Crawling
Trawler: This system is responsible for visiting and collecting data from web pages. It keeps track of which pages to visit, how often to visit them, and how frequently the content changes.
Indexing
Alexandria: The core system that stores and organizes the collected web pages into an index so that they can be quickly retrieved during a search.
SegIndexer: This system categorizes documents into different tiers within the index, likely based on their relevance and importance.
TeraGoogle: A secondary system that manages documents stored for the long term on disk, ensuring they are still accessible even if they are not frequently accessed.
Rendering
HtmlrenderWebkitHeadless: A system that processes web pages with JavaScript to understand and index their content correctly, even when dynamic content is involved.
Processing
LinkExtractor: Extracts and identifies links from web pages, understanding the relationships between different pages.
WebMirror: Manages the process of recognizing and handling duplicate content and deciding which version of a page is the primary one (canonicalization).
Ranking
Mustang: The main system for scoring and ranking web pages to determine their order in search results.

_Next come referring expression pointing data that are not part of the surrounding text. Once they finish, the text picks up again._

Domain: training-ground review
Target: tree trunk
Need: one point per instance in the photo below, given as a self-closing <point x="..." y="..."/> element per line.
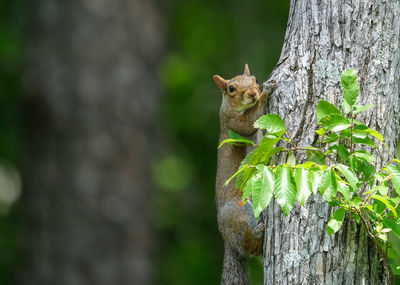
<point x="322" y="39"/>
<point x="92" y="94"/>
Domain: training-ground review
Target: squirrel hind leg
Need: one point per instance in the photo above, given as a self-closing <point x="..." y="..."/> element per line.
<point x="235" y="270"/>
<point x="240" y="229"/>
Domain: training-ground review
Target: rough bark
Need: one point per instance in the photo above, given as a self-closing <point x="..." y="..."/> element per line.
<point x="90" y="110"/>
<point x="322" y="39"/>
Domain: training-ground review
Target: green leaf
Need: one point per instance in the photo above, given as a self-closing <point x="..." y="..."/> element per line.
<point x="331" y="138"/>
<point x="366" y="141"/>
<point x="303" y="184"/>
<point x="272" y="123"/>
<point x="398" y="149"/>
<point x="315" y="177"/>
<point x="345" y="107"/>
<point x="375" y="134"/>
<point x="349" y="174"/>
<point x="386" y="202"/>
<point x="316" y="156"/>
<point x="236" y="139"/>
<point x="356" y="202"/>
<point x="365" y="155"/>
<point x="343" y="152"/>
<point x="328" y="186"/>
<point x="234" y="135"/>
<point x="345" y="134"/>
<point x="350" y="86"/>
<point x="285" y="188"/>
<point x="391" y="224"/>
<point x="345" y="190"/>
<point x="291" y="159"/>
<point x="359" y="109"/>
<point x="321" y="131"/>
<point x="261" y="187"/>
<point x="236" y="142"/>
<point x="336" y="221"/>
<point x="260" y="155"/>
<point x="325" y="108"/>
<point x="394" y="171"/>
<point x="335" y="122"/>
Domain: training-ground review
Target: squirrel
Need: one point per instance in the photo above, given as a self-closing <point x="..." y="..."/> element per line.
<point x="242" y="104"/>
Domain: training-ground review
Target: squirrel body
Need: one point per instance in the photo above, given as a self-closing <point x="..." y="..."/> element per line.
<point x="242" y="105"/>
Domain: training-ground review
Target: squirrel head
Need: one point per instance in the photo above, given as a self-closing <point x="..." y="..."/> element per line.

Ascorer: The primary algorithm that initially ranks pages before any adjustments are made.
NavBoost: Adjusts rankings based on user behavior, such as clicks and interactions with search results.

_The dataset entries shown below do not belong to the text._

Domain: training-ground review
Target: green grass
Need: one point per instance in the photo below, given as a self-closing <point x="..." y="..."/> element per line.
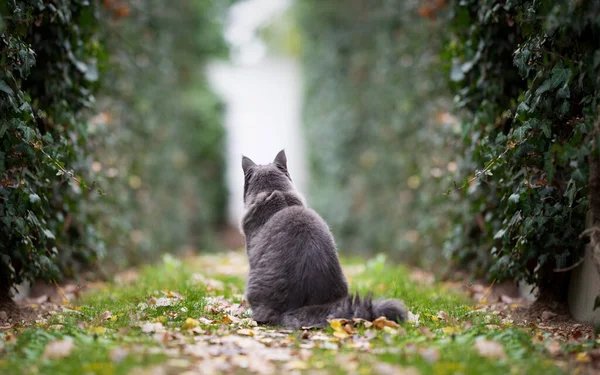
<point x="431" y="346"/>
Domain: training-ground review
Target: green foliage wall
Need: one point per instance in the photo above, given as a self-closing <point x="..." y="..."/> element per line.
<point x="376" y="123"/>
<point x="526" y="76"/>
<point x="110" y="138"/>
<point x="503" y="189"/>
<point x="48" y="75"/>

FreshnessTwiddler: Modifies rankings based on the freshness of the content, favoring more recently updated pages.
WebChooserScorer: Determines the feature names used in evaluating snippets for search results.
Serving
Google Web Server (GWS): The server that interfaces with Google’s frontend, delivering the search results to users.
SuperRoot: The central system that coordinates the processing and presentation of search results.
SnippetBrain: Generates the snippets (short descriptions) shown in search results.
Glue: Combines different types of search results (e.g., web, images, videos) using user behavior data.
Cookbook: Generates various signals that influence ranking, potentially created at runtime.
Key Ranking Signals Explained
- Click and User Behavior Signals
- Clicks and Post-Click Behavior: Measures like last good click, longest click, and user interactions are tracked to understand which results are most helpful.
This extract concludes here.